Populating Search Columns

The Place model contains search columns for languages Finnish, Swedish and English. The columns contains lexems that are indexed as GIN indexes. These columns are used when searching in the Place model. The columns are populated with lexems in signals with the post_save signal or in the Osoite importer after all the addresses are imported. The population of search columns can also be run manually by running the following command.

python manage.py index_search_columns

Production notes

Development installation above will give you quite a serviceable production installation for lightish usage. You can serve out the application using your favorite WSGI-capable application server. The WSGI-entrypoint for Linked Events is linkedevents.wsgi or in file linkedevents/wsgi.py. Former is used by gunicorn, latter by uwsgi. The callable is application.

You will also need to serve out static and media folders at /static and /media in your URL space.

Running tests

Tests must be run using an user who can create (and drop) databases and write the directories your linkedevents installation resides in. Also the template database must include Postgis and HSTORE-extensions. If you are developing, you probably want to give those permissions to the database user configured in your development instance. Like so:

# Change this if you have different DB user
DATABASE_USER=linkedevents
# Most likely you have a postgres system user that can log into postgres as DB postgres user
sudo -u postgres psql << EOF
ALTER USER "$DATABASE_USER" CREATEDB;
\c template1
CREATE EXTENSION IF NOT EXISTS postgis;
CREATE EXTENSION IF NOT EXISTS hstore;
EOF

Afterwards you can run the tests:

cd $INSTALL_BASE/linkedevents
py.test events

Note that search tests will fail unless you configure search

Requirements

Linked Events uses two files for requirements. The workflow is as follows.

requirements.txt is not edited manually, but is generated with pip-compile.

requirements.txt always contains fully tested, pinned versions of the requirements. requirements.in contains the primary, unpinned requirements of the project without their dependencies.

In production, deployments should always use requirements.txt and the versions pinned therein. In development, new virtualenvs and development environments should also be initialised using requirements.txt. pip-sync will synchronize the active virtualenv to match exactly the packages in requirements.txt.

In development and testing, to update to the latest versions of requirements, use the command pip-compile. You can use requires.io to monitor the pinned versions for updates.

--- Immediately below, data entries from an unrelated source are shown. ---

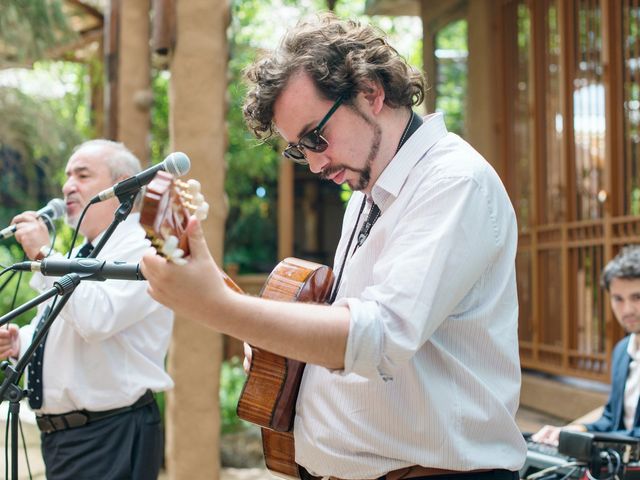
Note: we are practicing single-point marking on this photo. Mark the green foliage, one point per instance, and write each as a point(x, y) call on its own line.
point(29, 27)
point(232, 379)
point(159, 142)
point(17, 291)
point(38, 134)
point(451, 84)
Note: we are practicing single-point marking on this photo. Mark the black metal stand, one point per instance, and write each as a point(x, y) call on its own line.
point(10, 389)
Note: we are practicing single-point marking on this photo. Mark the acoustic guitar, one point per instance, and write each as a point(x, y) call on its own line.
point(268, 398)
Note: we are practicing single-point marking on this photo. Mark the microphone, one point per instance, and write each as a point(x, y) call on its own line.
point(87, 268)
point(56, 208)
point(176, 163)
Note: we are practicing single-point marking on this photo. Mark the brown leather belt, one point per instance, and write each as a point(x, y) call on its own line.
point(78, 418)
point(407, 472)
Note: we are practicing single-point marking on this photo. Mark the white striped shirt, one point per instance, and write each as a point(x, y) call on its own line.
point(432, 373)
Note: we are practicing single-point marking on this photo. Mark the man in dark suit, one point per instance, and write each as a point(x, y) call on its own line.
point(621, 277)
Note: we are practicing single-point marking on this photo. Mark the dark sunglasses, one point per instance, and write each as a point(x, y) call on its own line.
point(312, 140)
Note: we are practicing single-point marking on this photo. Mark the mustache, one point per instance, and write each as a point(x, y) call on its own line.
point(325, 174)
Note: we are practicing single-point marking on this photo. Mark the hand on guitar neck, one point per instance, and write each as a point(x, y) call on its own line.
point(167, 206)
point(197, 289)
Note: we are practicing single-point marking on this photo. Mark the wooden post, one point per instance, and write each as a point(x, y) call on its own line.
point(134, 79)
point(197, 125)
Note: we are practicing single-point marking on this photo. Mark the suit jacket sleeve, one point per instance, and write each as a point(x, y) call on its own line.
point(611, 419)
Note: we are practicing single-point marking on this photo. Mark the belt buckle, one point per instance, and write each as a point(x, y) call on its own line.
point(76, 419)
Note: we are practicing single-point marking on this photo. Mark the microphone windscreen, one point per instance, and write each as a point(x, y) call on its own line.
point(177, 163)
point(58, 207)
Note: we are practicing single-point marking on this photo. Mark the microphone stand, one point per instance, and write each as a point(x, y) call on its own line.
point(10, 390)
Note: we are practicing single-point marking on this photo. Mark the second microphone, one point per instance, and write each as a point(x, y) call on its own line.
point(87, 268)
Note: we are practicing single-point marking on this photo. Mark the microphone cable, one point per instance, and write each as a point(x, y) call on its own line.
point(77, 229)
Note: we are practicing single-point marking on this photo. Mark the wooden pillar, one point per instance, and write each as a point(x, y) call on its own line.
point(134, 78)
point(197, 127)
point(428, 55)
point(481, 122)
point(286, 205)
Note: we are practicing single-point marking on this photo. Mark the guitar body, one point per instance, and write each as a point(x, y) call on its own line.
point(269, 396)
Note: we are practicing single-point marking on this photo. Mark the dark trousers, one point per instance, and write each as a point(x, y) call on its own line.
point(126, 446)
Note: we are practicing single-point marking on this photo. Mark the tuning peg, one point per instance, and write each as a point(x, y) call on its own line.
point(202, 211)
point(170, 246)
point(193, 186)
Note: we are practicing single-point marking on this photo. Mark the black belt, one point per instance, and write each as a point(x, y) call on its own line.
point(78, 418)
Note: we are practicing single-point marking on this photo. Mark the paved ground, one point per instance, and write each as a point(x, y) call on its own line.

To remove a dependency, remove it from requirements.in, run pip-compile and then pip-sync. If everything works as expected, commit the changes.

Event extensions

It is possible to extend event data and API without touching events application by implementing separate extension applications. These extensions will be wired under field extension_<extension idenfier> in event API. If not auto enabled (see 6. below), extensions can be enabled per request using query param extensions with comma separated identifiers as values, or all for enabling all the extensions.

To implement an extension:

  1. Create a new Django application, preferably named extension_<unique identifier for the extension>.

  2. If you need to add new data for events, implement that using model(s) in the extension application.

  3. Inherit events.extensions.EventExtension and implement needed attributes and methods. See extensions.py for details.

  4. Add event_extension: <your EventExtension subclass> attribute to the extension applications's AppConfig.

  5. Make the extension available by adding the extension application to INSTALLED_APPS.

  6. If you want to force the extension to be enabled on every request, add the extension's identifier to AUTO_ENABLED_EXTENSIONS in Django settings.

For an example extension implementation, see course extension.